The Children’s Hospital of Michigan Graduate Medical Education offers a three-year fellowship-training program in the field of Pediatric Gastroenterology, Hepatology
and Nutrition. Children’s Hospital of Michigan is a 228-bed tertiary care center located in the Midtown area of Detroit and is the only free-standing children’s hospital in the Metro Detroit region. Children’s Hospital of Michigan
is consistently ranked among the nation's top pediatric hospitals. It is the pediatric facility within the Detroit Medical Center complex and serves as the center for pediatric training for Central Michigan University School of Medicine and Wayne State University School of Medicine. The Children’s Hospital of Michigan serves a large and diverse urban and suburban population
with a vast array of pathology.
The Program has been fully accredited in Pediatric Gastroenterology by the Residency Review Committee of ACGME since our specialty was first recognized by ACGME in 1994. The goals of this program are to prepare the Fellow for a career in academic medicine,
with strong emphasis on excellence in clinical care, teaching and productive and independent research. The first year of the Fellowship is devoted primarily to clinical training, education and endoscopic experience. The second and third years, in
addition to clinical care, are focused towards research that the fellow became interested in during the first year.
Three fellows are accepted into the Program every three years.
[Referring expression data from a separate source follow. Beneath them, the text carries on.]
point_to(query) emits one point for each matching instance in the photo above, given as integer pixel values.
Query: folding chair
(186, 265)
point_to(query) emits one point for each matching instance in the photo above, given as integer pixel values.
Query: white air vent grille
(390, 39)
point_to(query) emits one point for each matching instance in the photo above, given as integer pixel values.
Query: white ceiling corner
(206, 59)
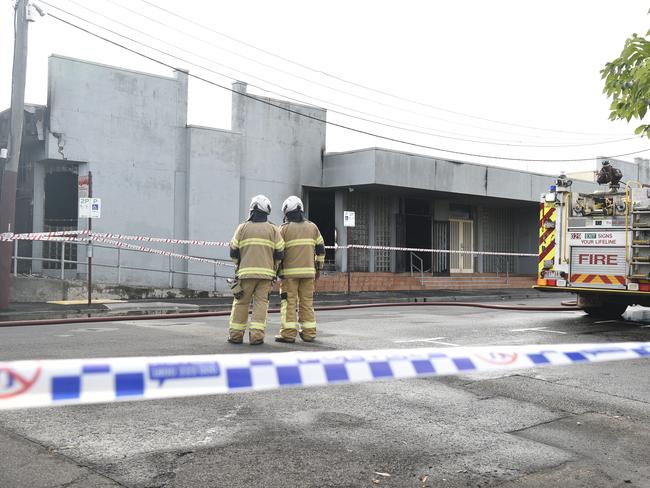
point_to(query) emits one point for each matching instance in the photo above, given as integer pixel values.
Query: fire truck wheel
(610, 311)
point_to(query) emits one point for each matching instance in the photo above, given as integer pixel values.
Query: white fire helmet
(261, 203)
(292, 203)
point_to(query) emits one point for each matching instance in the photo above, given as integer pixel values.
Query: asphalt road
(570, 426)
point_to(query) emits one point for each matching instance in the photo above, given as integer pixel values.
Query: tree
(627, 82)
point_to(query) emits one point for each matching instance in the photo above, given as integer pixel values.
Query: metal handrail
(119, 266)
(413, 266)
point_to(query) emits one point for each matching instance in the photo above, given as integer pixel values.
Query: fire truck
(596, 245)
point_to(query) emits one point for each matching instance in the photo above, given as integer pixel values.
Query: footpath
(62, 309)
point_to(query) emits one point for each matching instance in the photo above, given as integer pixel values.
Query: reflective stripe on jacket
(304, 250)
(256, 248)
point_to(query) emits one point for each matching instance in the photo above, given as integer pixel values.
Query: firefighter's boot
(286, 335)
(255, 337)
(308, 334)
(235, 336)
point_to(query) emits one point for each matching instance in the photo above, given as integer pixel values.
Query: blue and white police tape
(25, 384)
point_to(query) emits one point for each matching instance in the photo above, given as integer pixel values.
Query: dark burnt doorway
(322, 213)
(414, 230)
(60, 213)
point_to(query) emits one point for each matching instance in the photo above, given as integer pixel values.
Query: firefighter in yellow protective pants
(257, 249)
(303, 260)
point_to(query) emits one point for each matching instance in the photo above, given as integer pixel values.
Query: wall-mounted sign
(83, 186)
(348, 218)
(90, 208)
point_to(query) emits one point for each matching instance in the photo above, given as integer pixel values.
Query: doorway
(322, 213)
(461, 239)
(61, 207)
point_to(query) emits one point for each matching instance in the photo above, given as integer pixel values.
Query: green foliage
(627, 82)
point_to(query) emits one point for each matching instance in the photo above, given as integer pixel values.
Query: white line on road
(538, 329)
(432, 340)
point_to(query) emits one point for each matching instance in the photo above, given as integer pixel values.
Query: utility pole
(10, 174)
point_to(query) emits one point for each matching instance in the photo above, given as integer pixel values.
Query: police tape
(441, 251)
(68, 235)
(133, 247)
(26, 384)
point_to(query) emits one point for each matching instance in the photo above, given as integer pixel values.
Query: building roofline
(117, 68)
(215, 129)
(446, 160)
(27, 107)
(278, 100)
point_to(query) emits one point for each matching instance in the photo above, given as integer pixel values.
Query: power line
(426, 130)
(422, 114)
(334, 124)
(416, 102)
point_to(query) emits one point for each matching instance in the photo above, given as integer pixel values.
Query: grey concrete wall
(282, 151)
(129, 128)
(213, 213)
(387, 167)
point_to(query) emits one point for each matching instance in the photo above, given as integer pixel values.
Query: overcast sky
(531, 68)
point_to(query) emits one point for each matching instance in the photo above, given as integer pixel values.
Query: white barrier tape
(162, 240)
(123, 237)
(133, 247)
(25, 384)
(444, 251)
(41, 236)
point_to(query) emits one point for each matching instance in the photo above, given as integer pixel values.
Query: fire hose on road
(566, 306)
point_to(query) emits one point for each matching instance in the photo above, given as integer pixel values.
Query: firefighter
(256, 249)
(303, 261)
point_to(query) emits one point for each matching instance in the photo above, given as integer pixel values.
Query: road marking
(538, 329)
(432, 340)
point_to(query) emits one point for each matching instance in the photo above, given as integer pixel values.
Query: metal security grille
(52, 250)
(382, 233)
(498, 232)
(359, 258)
(440, 264)
(462, 239)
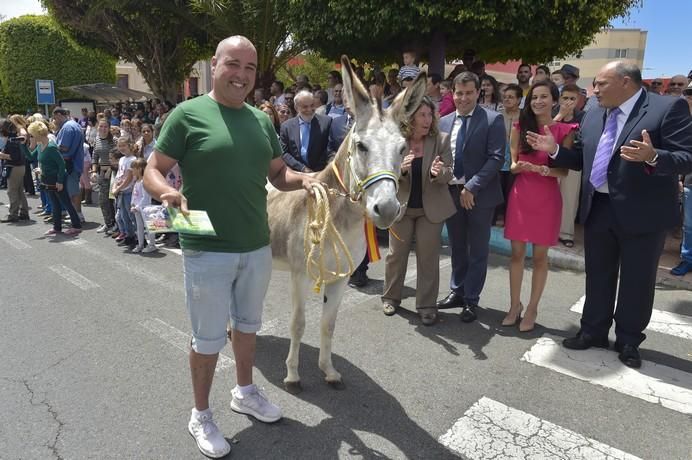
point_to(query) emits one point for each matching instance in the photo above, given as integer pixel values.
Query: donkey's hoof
(336, 384)
(293, 387)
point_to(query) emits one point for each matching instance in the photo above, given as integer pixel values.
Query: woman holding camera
(12, 154)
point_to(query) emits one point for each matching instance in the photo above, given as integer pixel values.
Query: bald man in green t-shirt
(226, 150)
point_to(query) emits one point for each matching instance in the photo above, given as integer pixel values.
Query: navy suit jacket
(317, 148)
(644, 198)
(484, 154)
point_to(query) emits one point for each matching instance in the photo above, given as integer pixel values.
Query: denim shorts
(222, 287)
(72, 183)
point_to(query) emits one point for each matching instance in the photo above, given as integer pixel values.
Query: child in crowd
(141, 199)
(124, 181)
(410, 68)
(84, 182)
(114, 157)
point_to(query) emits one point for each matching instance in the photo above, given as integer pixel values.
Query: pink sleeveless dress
(534, 206)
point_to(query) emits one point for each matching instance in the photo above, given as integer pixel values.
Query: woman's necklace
(417, 148)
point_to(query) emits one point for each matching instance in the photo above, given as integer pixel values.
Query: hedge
(34, 47)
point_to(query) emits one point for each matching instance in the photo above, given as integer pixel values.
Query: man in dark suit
(477, 138)
(632, 148)
(304, 138)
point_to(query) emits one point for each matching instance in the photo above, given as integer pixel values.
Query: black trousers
(613, 252)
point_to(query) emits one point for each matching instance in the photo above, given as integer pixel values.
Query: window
(123, 81)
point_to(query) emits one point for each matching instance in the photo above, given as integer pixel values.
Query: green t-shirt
(224, 157)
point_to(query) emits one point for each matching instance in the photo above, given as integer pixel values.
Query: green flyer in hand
(195, 223)
(164, 220)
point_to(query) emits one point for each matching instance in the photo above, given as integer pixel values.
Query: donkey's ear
(407, 103)
(355, 94)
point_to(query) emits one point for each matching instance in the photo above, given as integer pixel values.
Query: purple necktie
(604, 152)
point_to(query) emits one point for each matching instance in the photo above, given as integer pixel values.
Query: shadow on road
(364, 416)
Fellows have ample opportunity to see a wide variety of gastrointestinal, liver, and nutritional disorders and to finesse skills in all the usual procedures necessary for the Pediatric Gastroenterologist.
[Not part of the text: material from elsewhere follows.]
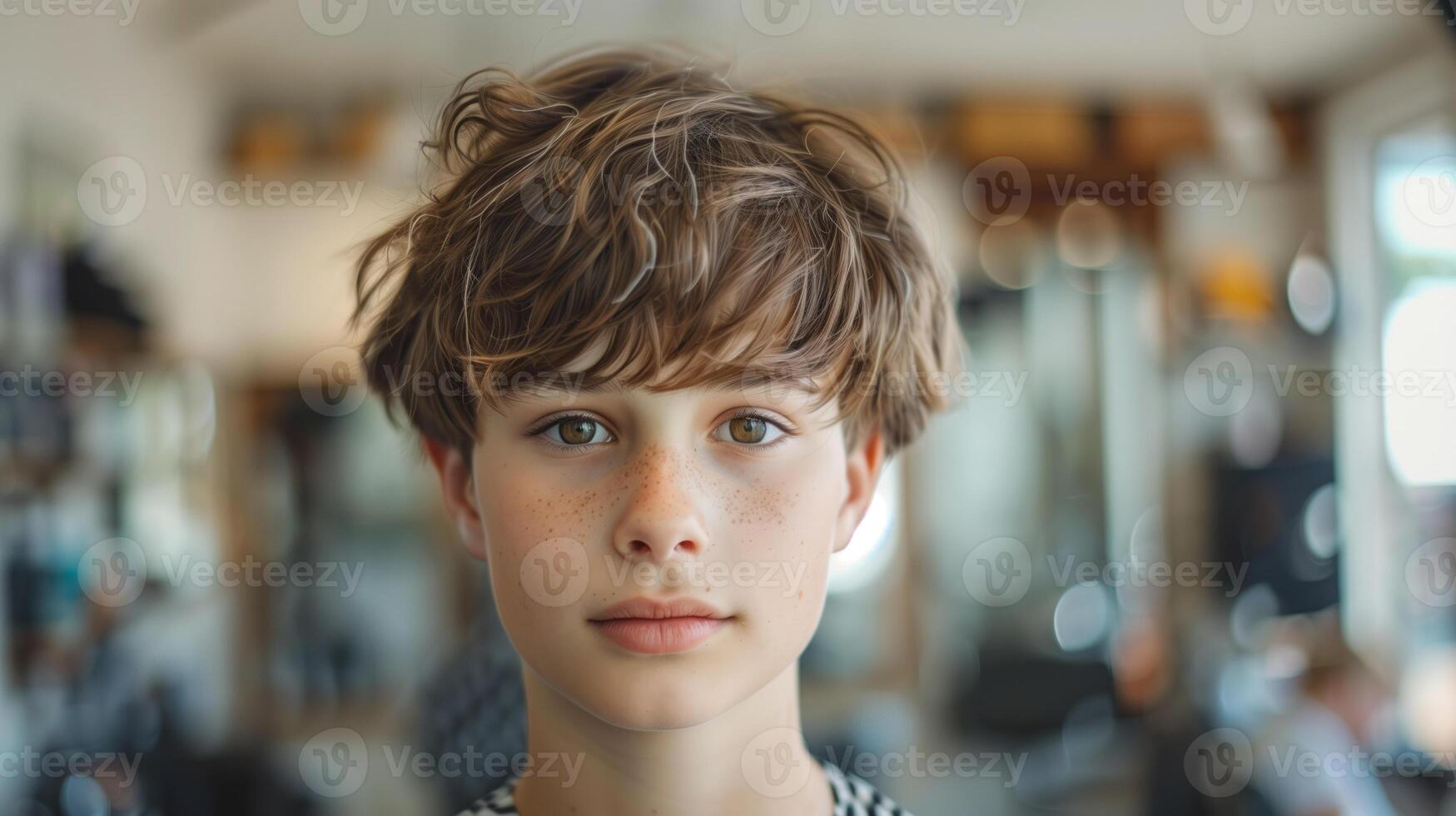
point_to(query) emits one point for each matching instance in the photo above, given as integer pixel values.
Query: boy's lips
(655, 627)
In addition, experience in the care of liver transplant patients is provided.
First Year Fellowship Training
The first year of fellowship is dedicated to learning the basics of evaluating, managing children presenting with a variety of gastrointestinal, and related symptoms for consultation to the division of Pediatric Gastroenterology (GI), Hepatology and Nutrition
in both the inpatient and outpatient setting. The fellows will be introduced to the basics of the procedural part of the subspecialty. This will include understanding about the technologic part of the instruments, learning eligibility criteria for
a given procedure, choosing the correct procedure for a given case, obtaining informed consent, technique of performing the procedures, post procedure management, and follow-up plans. Fellows rapidly acquire skills in endoscopic procedures beginning
in their first year of the program through hands-on procedures. First-year fellow participates in the inpatient care experience for a total of 12 months spread over 3 years of training. During the course of the first year, the trainee will be introduced
to research ideas so that by the end of the year, the GI fellow will be able to select a research area to pursue and a faculty mentorship.